GenericDb - GeneMANIA/pipeline GitHub Wiki

GENERIC DB

GENERIC_DB is a tabular text-only format for processed organism data. The data is organized as a set of files under the result/generic_db/ folder, described below.

These files may be useful for ad-hoc analysis and troubleshooting of the build process, since its plain text vs the binary formats of the final data files used in by the GeneMANIA application. They are also used as inputs to the programs that compute those final binary products. However they are intended as an internal intermediate, we reserve the right to change the format, and so it isn't suitable for external dependencies.

Historically, this data populated a SQL database, with each file (apart from the bulk interaction data) represented by a table. The organization of the fields in the text files are reminiscent of this SQL structure, resembling for example foreign keys etc. A SQL database is no longer used however, being replaced with an index built with apache lucene.

The files are organized as follows:

generic_db/
├── ATTRIBUTE_GROUPS.txt
├── ATTRIBUTES
│   └── {I}.txt
├── ATTRIBUTES.txt
├── GENE_DATA.txt
├── GENE_NAMING_SOURCES.txt
├── GENES.txt
├── GO_CATEGORIES
│   ├── {N}.annos.txt
│   ├── {N}_BP.txt
│   ├── {N}_CC.txt
│   └── {N}_MF.txt
├── INTERACTIONS
│   ├── {N}.{J}.txt
├── NETWORK_GROUPS.txt
├── NETWORK_METADATA.txt
├── NETWORKS.txt
├── NETWORK_TAG_ASSOC.txt
├── NODES.txt
├── ONTOLOGIES.txt
├── ONTOLOGY_CATEGORIES.txt
├── ORGANISMS.txt
├── SCHEMA.txt
├── STATISTICS.txt
└── TAGS.txt

Where I is an attribute group id, J is a network id, and N is an organism id. An essentially arbitrary number of attribute groups, networks, and organisms are allowed represented.
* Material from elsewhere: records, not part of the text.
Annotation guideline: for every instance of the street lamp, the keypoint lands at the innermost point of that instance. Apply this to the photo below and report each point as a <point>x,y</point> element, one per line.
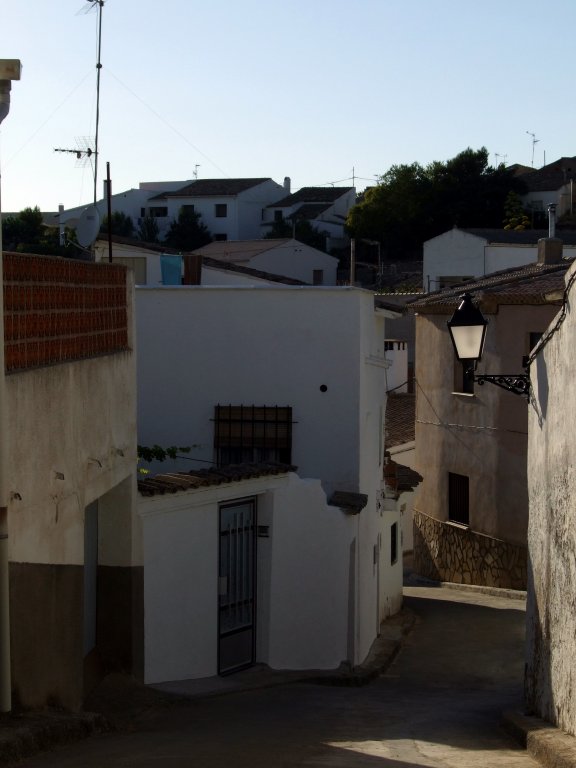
<point>467,329</point>
<point>9,70</point>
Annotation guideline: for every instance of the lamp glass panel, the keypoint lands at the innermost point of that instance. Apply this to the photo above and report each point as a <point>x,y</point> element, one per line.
<point>468,341</point>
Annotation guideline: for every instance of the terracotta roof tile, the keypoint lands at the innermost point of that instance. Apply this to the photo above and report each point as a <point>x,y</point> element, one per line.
<point>186,481</point>
<point>530,284</point>
<point>400,419</point>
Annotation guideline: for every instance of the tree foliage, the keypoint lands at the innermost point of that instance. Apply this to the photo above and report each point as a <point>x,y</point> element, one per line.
<point>148,230</point>
<point>412,203</point>
<point>187,232</point>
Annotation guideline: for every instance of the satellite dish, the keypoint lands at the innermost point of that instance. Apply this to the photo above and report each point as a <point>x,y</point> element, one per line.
<point>88,226</point>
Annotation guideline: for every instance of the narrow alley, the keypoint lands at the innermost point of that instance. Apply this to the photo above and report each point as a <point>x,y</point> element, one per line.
<point>439,705</point>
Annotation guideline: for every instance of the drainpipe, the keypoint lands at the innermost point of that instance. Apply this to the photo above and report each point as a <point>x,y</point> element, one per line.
<point>9,70</point>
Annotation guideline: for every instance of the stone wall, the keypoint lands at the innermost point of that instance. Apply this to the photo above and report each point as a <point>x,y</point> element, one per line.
<point>449,552</point>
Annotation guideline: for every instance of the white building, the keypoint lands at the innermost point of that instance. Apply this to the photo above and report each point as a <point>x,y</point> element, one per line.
<point>287,257</point>
<point>271,374</point>
<point>464,254</point>
<point>231,209</point>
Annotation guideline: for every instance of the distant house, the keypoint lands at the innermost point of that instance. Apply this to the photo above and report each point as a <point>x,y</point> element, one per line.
<point>553,183</point>
<point>282,390</point>
<point>551,615</point>
<point>326,208</point>
<point>231,209</point>
<point>464,254</point>
<point>69,450</point>
<point>471,509</point>
<point>286,257</point>
<point>146,261</point>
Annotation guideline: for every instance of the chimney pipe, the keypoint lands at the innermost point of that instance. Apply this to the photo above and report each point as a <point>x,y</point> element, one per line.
<point>552,220</point>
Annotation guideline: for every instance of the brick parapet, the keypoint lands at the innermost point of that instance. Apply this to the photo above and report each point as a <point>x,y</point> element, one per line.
<point>447,552</point>
<point>59,310</point>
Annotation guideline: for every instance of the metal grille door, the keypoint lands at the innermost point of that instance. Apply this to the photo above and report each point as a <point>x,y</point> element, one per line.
<point>236,588</point>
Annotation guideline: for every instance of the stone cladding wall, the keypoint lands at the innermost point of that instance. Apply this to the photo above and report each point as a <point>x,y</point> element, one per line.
<point>449,552</point>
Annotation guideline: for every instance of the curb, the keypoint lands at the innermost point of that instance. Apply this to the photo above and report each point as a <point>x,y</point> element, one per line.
<point>550,746</point>
<point>512,594</point>
<point>22,736</point>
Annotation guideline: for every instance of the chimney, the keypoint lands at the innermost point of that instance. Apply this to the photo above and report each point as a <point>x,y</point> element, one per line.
<point>549,250</point>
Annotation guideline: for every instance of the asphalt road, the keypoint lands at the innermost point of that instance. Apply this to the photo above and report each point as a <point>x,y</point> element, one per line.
<point>439,705</point>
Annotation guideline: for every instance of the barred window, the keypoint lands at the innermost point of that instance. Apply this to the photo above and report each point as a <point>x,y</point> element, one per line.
<point>252,434</point>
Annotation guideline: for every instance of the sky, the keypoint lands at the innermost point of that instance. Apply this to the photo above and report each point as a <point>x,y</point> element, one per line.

Each indivual file is plain text, UTF-8 encoded. Inconveniently, there is no header row, rather the column names are recorded in the SCHEMA.txt file.

ATTRIBUTES.txt

Contains a record for each individual attribute in the dataset. The attribute name is required for display in query results.

ID: internal GeneMANIA attribute id
ORGANISM_ID: internal GeneMANIA organism id
ATTRIBUTE_GROUP_ID: the attribute group to which this attribute belongs, refers to a record in the ATTRIBUTE_GROUPS table
EXTERNAL_ID: database identifier for the attribute in the external data source
NAME: attribute name, may be the same as EXTERNAL_ID
DESCRIPTION: additional descriptive text where available

ATTRIBUTE_GROUPS.txt

Lists all the attribute groups in the dataset. Each group belongs to an organism, and is associated with multiple individual attributes listed in the ATTRIBUTES table.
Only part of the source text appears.